The last resort measure to keep money flowing into bank accounts is part of a wider emergency back-up plan in the event that DHS’ ageing computer systems – in particular the unfortunately named ISIS legacy platform – unexpectedly fail to proceed.
However the fall back arrangements would rely on a snapshot of just one payments cycle, resulting in valid new claims not being automatically paid and otherwise redundant payments still flowing creating a substantial clean-up operation.
The notion that industrial action at Human Services could cripple welfare payments is highly contentious.
The Department of Human Services itself has previously hosed down the possibility of such a scenario, while the Community and Public Sector Union has never itself raised the threat in anger during bargaining negotiations.
Even so, the federal Opposition is pursuing the issue through the Estimates process with Senator Doug Cameron pushing for answers on how long the Reserve Bank’s contingency payments could endure.
“What if you have no alternative and you are facing industrial action, how long can this last?” Senator Cameron asked during the Estimates hearing.
Deputy Secretary for Human Services’ Service Delivery Operations Group, Grant Tidswell, responded that “obviously people’s entitlements will change — things will occur in their set of circumstances — but we could continue to pay people for some considerable period of time. Some people will cease to be on payment.”
In fact dead people would still get paid, while payments for newborns and their parents would be held up.
The rudimentary fall back plans have underscored the challenge that Human Services faces in modernising its core transactional system, ISIS, which is underpinned by the 30 year old Model 204 mainframe system which relies on batch processing.

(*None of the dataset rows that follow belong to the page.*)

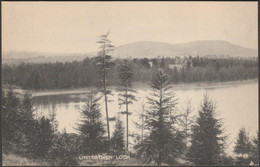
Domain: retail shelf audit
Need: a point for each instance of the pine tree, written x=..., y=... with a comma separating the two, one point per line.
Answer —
x=62, y=152
x=53, y=120
x=11, y=119
x=104, y=65
x=207, y=140
x=186, y=120
x=91, y=128
x=254, y=154
x=117, y=140
x=43, y=138
x=127, y=96
x=28, y=125
x=163, y=142
x=243, y=147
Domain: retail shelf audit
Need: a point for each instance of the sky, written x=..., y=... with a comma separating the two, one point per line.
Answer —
x=74, y=27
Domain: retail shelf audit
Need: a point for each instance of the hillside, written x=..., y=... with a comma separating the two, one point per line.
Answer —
x=201, y=48
x=148, y=49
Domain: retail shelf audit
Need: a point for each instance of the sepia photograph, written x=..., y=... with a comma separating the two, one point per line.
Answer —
x=121, y=83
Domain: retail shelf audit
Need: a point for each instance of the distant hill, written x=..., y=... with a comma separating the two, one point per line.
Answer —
x=209, y=48
x=201, y=48
x=38, y=57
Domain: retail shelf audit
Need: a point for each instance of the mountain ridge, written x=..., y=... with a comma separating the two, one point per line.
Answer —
x=142, y=49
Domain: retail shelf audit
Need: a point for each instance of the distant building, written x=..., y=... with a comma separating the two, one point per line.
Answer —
x=180, y=63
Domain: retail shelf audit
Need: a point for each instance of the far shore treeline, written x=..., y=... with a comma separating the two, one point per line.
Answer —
x=78, y=74
x=168, y=136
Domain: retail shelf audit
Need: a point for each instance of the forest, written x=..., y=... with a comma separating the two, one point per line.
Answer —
x=167, y=137
x=84, y=74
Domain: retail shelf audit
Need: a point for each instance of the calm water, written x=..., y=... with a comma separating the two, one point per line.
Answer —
x=236, y=105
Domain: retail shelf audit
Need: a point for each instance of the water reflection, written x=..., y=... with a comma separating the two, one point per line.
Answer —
x=236, y=105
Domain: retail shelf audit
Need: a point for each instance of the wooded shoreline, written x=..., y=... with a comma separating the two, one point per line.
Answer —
x=144, y=86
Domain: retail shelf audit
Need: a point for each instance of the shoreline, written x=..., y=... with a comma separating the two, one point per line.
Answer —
x=144, y=86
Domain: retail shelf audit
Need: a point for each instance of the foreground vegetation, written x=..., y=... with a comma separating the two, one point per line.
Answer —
x=167, y=137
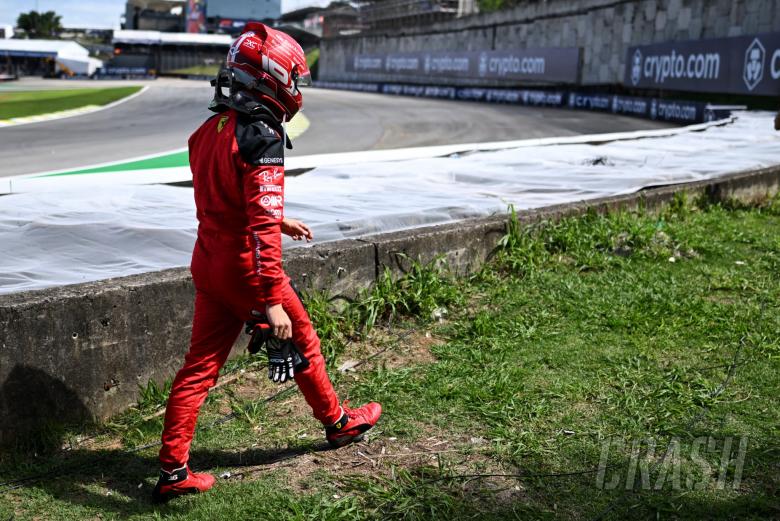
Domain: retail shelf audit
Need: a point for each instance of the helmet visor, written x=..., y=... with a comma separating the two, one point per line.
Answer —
x=304, y=80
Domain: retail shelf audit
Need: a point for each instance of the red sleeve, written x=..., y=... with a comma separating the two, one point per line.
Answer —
x=264, y=197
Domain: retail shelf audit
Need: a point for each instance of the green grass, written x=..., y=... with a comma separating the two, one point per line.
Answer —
x=577, y=333
x=33, y=103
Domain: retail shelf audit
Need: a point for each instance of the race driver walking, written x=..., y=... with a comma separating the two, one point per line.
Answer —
x=237, y=162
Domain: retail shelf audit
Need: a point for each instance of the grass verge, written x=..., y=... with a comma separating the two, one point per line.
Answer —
x=598, y=368
x=34, y=103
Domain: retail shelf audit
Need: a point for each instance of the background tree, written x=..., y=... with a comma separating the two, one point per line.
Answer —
x=40, y=25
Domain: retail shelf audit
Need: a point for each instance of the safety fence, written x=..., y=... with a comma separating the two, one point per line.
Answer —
x=677, y=111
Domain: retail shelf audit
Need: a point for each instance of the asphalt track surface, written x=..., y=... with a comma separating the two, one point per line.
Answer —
x=162, y=118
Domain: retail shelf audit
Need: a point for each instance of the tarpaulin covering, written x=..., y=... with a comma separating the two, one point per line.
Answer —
x=64, y=237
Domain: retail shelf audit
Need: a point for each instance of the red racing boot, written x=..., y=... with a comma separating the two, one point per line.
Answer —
x=353, y=424
x=179, y=482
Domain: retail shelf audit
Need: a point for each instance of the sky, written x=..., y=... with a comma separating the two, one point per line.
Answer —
x=96, y=14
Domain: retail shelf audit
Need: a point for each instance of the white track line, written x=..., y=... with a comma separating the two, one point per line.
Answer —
x=65, y=114
x=38, y=181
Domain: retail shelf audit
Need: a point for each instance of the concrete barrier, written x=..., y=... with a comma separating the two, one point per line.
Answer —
x=80, y=352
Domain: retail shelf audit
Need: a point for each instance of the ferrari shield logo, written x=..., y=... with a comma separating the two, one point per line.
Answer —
x=222, y=122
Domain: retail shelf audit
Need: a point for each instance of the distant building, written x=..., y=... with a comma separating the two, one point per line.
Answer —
x=381, y=15
x=198, y=16
x=339, y=18
x=230, y=16
x=154, y=15
x=45, y=58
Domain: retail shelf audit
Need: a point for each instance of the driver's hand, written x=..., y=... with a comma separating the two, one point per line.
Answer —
x=296, y=229
x=281, y=327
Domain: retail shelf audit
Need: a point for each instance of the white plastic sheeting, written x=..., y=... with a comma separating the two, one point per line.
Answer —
x=59, y=237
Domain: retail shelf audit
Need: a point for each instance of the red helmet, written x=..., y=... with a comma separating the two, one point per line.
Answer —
x=264, y=68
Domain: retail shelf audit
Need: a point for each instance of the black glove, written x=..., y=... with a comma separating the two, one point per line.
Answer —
x=283, y=357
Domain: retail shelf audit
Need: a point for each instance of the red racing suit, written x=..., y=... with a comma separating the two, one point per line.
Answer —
x=237, y=164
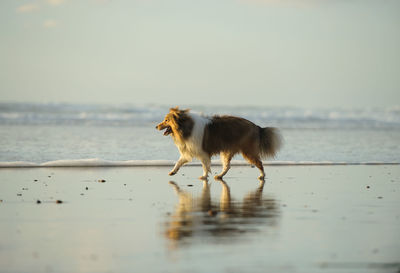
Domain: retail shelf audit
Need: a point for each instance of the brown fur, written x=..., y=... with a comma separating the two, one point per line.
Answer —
x=228, y=135
x=224, y=135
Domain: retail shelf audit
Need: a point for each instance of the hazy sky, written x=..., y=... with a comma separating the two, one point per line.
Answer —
x=232, y=52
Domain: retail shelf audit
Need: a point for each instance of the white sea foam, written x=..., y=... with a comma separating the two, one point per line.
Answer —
x=96, y=162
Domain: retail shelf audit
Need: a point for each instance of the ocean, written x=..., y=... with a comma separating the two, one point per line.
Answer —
x=81, y=135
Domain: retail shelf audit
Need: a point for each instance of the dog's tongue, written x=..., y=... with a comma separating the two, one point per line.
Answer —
x=167, y=131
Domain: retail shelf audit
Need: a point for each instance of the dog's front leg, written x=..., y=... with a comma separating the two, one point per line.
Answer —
x=179, y=163
x=206, y=162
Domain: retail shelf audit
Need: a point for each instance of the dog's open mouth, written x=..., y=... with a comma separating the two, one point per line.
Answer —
x=167, y=131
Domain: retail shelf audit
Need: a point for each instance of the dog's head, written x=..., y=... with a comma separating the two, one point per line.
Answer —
x=171, y=121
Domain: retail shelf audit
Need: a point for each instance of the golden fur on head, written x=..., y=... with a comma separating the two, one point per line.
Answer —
x=177, y=123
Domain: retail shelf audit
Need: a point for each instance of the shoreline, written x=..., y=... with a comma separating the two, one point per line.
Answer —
x=95, y=162
x=302, y=219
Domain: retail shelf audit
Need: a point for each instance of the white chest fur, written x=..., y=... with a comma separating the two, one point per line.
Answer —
x=192, y=147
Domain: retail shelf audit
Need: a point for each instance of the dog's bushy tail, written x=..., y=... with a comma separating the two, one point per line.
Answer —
x=270, y=141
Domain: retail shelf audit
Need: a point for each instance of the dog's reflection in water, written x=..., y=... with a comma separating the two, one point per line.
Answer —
x=201, y=217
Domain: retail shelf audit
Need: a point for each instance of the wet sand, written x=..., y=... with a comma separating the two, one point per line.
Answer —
x=138, y=219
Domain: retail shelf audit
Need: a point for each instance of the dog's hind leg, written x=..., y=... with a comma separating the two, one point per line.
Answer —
x=226, y=164
x=206, y=162
x=255, y=160
x=182, y=160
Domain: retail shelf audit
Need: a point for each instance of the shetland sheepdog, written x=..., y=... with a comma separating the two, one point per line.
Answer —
x=201, y=137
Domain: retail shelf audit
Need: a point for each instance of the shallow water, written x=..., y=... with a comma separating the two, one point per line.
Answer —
x=303, y=219
x=46, y=132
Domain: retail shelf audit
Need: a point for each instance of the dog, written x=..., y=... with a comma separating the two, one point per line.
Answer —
x=201, y=137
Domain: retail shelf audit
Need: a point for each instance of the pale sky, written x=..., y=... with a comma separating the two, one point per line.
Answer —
x=304, y=53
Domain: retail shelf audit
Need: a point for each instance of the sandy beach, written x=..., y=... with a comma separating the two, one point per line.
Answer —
x=138, y=219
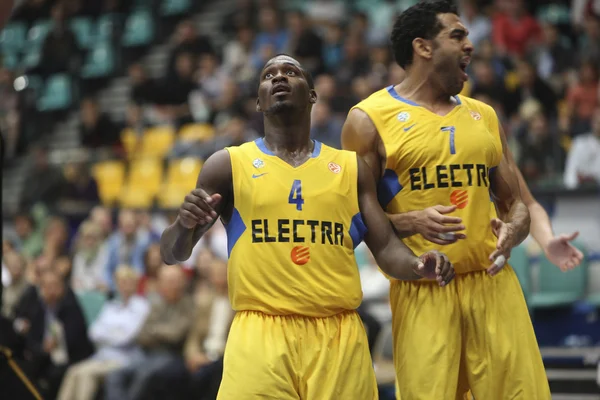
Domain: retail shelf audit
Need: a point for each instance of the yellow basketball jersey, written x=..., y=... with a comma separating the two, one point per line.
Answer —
x=446, y=160
x=293, y=231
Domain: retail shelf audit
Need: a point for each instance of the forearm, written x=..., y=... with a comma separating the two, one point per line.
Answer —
x=541, y=227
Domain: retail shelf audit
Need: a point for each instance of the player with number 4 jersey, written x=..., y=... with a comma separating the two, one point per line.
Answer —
x=294, y=211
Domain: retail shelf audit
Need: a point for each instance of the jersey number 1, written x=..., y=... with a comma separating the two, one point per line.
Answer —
x=296, y=195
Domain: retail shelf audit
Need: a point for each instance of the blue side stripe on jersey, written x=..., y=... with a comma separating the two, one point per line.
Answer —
x=261, y=145
x=358, y=229
x=389, y=186
x=235, y=228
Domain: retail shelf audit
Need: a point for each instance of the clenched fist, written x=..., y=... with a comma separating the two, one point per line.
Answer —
x=198, y=209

The complexity and age of the mainframe legacy system has been compared with the challenge that the Commonwealth Bank of Australia recently faced in replacing its own homebuilt engine with a new system based on software from German vendor SAP.
While no contracts have yet been signed between Human Services and SAP, the highly successful implementation at the CBA has made the German company a front runner in the quest to modernise the welfare bureaucracy’s systems.
Banking sources have indicated to Government News that apart from the successful deployment at CBA, the availability of local labour already well versed in the system would be advantageous over flying in consultants from all over the world.
Labor’s Senator Doug Cameron is certainly keen for any upgrade of Human Services’ core systems to harness local talent.
Citing a figure of between $1 billion and $1.5 billion of likely IT spend needed to overhaul DHS’ IT systems, Senator Cameron pressed for answers on whether the money would stay at home.
“Is the issue of how we can increase our local IT capacity through this investment being analysed?” Senator Cameron probed.
“I am just asking now about the engagement between the [Industry Department] and [Human Services] in relation to initiatives that can be taken to promote Australian industry through this massive investment. Nothing has come from the Department of Industry so far. Is that what you are saying?”
The official answer from that Human Services Secretary Campbell was that the Department would “continue to work with a number of parties, including the industry department.”
However the technological spectre of what was once a system that made Centrelink the technological envy of comparable economies was not about to rest.
With CPSU and Human Services bargaining talks now deadlocked, Senator Cameron pursued the Department and its Minister, Senator Marise Payne, on why management was pursuing the extension of working hours and other cost savings as a proxy for productivity increases . . . rather than upgrading technology
“We have to do two things: we have to generate genuine productivity and we also have to generate cashable savings to enable us to pay. The overtime allowance is a cashable saving,” Ms Campbell told the Estimates hearing.
Productivity, like beauty, is usually seen through the eye of the beholder.